The two competing national rail lines of Hill and Edward Harriman fought it out on the Deschutes. The Oregon Trunk used the west side of the river and the Deschutes Railroad, the east side.

New construction at the turn of the century commonly utilized subsidiary companies of the big rail parents.  This helped shield the parents from potential financial problems faced in building new railroads.

Number 539

Number 539 joined the SP&S line towards 1944.  She was converted to burn oil rather than coal, more common in Oregon than coal.  The water capacity was reduced by 700 gallons in order to hold 4,357 gallons of oil.  The 2-8-2 trains – known as Mikados or Mikes – were used on the Oregon Trunk and on dual service runs to Wishram.  After 1954, diesel replaced steam on passenger routes and the Mikes were used for only freight services.  In 1957, the company went to all-diesel, and the train was retired after 174,378 miles of service.

Number 539 in service with the SP&S.

Forty years in active service and 55 in retirement.  The train was donated to the City of Vancouver in 1957 where the train stayed on display in the Esther Short Park.  Moving under its own power, the train rolled over movable 33-foot sections of track laid out between the rail tracks of the SP&S to the park on streets.

The train purchase from the city in the 1990’s underwent another move to Battle Ground.

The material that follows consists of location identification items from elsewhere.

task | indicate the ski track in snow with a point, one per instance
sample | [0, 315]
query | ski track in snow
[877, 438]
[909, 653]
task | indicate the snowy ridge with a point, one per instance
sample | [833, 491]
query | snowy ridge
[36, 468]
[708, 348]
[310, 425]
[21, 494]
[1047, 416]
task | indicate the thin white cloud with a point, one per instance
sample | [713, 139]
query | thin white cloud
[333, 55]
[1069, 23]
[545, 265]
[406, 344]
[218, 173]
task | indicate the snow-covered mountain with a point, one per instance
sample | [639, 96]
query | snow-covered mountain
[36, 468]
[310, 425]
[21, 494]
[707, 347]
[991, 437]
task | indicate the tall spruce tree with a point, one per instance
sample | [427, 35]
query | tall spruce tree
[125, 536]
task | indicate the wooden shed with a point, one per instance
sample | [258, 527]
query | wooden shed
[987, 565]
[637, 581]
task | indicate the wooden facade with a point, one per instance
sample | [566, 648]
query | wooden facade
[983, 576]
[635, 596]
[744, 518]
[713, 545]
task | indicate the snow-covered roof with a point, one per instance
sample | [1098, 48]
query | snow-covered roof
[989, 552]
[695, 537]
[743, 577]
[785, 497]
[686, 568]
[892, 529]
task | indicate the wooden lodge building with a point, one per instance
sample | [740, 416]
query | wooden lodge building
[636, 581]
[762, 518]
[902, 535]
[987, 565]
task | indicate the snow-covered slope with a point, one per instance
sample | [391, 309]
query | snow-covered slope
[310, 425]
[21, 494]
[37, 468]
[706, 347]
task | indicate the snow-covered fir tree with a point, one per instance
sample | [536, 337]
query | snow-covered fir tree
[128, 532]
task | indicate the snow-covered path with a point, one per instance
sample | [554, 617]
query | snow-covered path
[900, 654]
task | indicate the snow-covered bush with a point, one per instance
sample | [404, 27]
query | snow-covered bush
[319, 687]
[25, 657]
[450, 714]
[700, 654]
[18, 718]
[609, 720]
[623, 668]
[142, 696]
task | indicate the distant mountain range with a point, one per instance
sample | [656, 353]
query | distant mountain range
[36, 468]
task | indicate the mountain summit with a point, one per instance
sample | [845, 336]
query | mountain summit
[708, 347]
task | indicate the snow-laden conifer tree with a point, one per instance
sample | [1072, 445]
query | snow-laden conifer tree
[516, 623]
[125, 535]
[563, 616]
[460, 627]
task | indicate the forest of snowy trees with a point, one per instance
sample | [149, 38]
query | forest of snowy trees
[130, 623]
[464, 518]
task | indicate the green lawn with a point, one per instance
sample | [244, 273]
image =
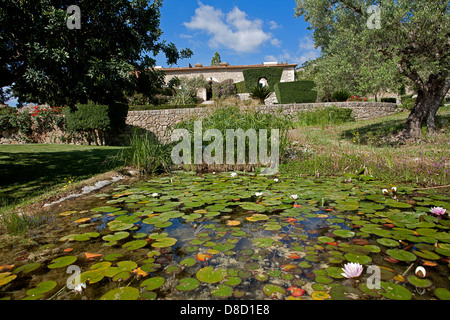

Here, the plans for restoring the train for use in Montana came to nothing with many components missing.

TO THE GRAND CANYON AND BACK

Number 539, formerly on display in Williams, Arizona.

2007, enter the Grand Canyon Railroad.  Searching for another 2-8-2 to add to their fleet, the train purchased with the hope of restoration, again.  The same year, the parent company of the GCRR changed and interest dropped with costs.  After a few years, the train on display with a fresh coat of paint outside their platform in Williams, Arizona.

Cranes unloading the train for its new display in Kalama – Port of Kalama photo.

The Port of Kalama wanted a Northern Pacific steam locomotive to display in the new Interpretive Center in 2014.  None of the 20 surviving NP trains available, they purchased No. 539 from the GCRR in late 2019 with the train brought back to Washington early in 2020.  Cosmetics still underway on the old train, but well worth a stop along I-5, especially when visiting the next-door McMenamins Kalama offerings.